Move officers who excel at their position to another position and put rookie officers in their place:
"For example, a transfer that takes effect Sunday moves a veteran arson investigator with a track record for solving difficult arson cases. He's being sent to the patrol bureau and being replaced with a detective who doesn't have arson experience, the officers said."

http://www.mlive.com/news/fljournal/index.ssf?/base/news-41/1168012260302450.xml&coll=5
Williamson moves prompt officers to file complaints
FLINT
THE FLINT JOURNAL FIRST EDITION
Friday, January 05, 2007
By Kim Crawford and Marjory Raymer
JOURNAL STAFF WRITERS
FLINT - Dozens of Flint police officers have filed complaints alleging the city violated their civil rights when Mayor Don Williamson created new positions of inspector and major without posting those jobs.

"Blacks and whites, officers (of all different) rank across the board," said Terry Neely, president of the Afro-American Police League, describing police personnel who filed complaints with the Equal Employment Opportunity Commission.

A spokesman for the Michigan Civil Rights Department, which handles many complaints for the federal commission, confirmed the department has received "multiple complaints" from Flint police.

"While I can't go into detail, I can say there is a relatively large number of complaints from Flint officers," said Harold Core, public information officer for the state department.

Williamson denied that his selections of the officers - four blacks and one woman - for the promotions amounted to reverse discrimination.

"They are running their mouth and they don't know what they are talking about," Williamson said.

Williamson called a news conference on the issue Thursday along with his attorney, George Peck. Peck attributed the complaints to disgruntled employees who are resistant to change.

Neely said he and many other officers, black and white, also are angry about the transfer of several officers and sergeants to different jobs within the department. He charges Williamson ordered their transfers in retaliation because they'd complained to the City Council that there was only one black lieutenant in the department's command structure.

Williamson said the transfers move people who have been in jobs too long and cross-train personnel.

"We are changing everybody every few months," Williamson said.

Most police officers who spoke with The Flint Journal, on the condition they not be identified, say the transfers are a bad idea because they move officers with specific expertise.

For example, a transfer that takes effect Sunday moves a veteran arson investigator with a track record for solving difficult arson cases. He's being sent to the patrol bureau and being replaced with a detective who doesn't have arson experience, the officers said.

This latest dispute appears to have ended a truce and promise of compromise between the mayor and unions representing police employees.

In November, at the prompting of the Flint branch of the NAACP, Williamson, acting Police Chief Gary Hagler, Neely and the president of the Flint Police Officers Union, Keith Speer, held a press conference and talked of solving differences after meeting with a federal Justice Department mediator.

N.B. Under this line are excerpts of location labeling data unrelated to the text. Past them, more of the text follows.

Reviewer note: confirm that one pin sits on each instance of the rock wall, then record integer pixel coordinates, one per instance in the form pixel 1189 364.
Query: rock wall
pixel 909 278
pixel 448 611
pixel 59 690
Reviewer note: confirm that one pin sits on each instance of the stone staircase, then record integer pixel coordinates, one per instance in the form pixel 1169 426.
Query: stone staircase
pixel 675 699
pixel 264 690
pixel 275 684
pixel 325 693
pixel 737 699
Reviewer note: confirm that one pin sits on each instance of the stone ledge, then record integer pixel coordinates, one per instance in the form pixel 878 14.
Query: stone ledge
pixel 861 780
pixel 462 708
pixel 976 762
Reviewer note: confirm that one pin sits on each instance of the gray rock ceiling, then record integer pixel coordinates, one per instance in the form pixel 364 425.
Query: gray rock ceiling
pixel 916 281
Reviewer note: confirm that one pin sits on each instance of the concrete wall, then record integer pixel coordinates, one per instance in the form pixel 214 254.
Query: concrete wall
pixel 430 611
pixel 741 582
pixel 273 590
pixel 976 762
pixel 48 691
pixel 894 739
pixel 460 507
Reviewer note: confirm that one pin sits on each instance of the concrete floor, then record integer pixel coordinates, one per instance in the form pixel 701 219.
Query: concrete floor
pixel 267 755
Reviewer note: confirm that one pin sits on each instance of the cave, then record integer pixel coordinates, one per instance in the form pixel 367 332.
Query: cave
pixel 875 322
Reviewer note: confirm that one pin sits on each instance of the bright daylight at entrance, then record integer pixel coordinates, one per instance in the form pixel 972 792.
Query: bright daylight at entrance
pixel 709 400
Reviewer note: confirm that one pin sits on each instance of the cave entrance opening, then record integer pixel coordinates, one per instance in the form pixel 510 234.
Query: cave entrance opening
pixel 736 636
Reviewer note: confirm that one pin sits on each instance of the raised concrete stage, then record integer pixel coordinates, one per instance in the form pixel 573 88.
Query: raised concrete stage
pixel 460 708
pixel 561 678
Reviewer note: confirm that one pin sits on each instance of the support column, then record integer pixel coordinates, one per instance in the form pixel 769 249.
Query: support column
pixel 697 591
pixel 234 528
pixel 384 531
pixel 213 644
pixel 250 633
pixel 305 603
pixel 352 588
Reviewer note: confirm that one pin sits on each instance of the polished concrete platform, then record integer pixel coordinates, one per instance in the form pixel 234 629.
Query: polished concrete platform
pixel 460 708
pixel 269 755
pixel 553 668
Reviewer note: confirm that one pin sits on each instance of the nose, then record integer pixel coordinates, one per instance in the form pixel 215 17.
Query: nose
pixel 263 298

In the days that followed, several police officers who'd been fired quietly returned to work. Though union and city officials declined to comment on those returns, some thought it was a sign the two sides were settling matters.

NAACP Flint Branch President Frances L. Gilcreast expressed disappointment that relations between police officers and Williamson have apparently deteriorated.

"This wasn't supposed to supposed to be about the mayor, not about the officers, but for the community," Gilcreast said.



Hey wouldnt you hate to have your arson case still sitting on that empty desk.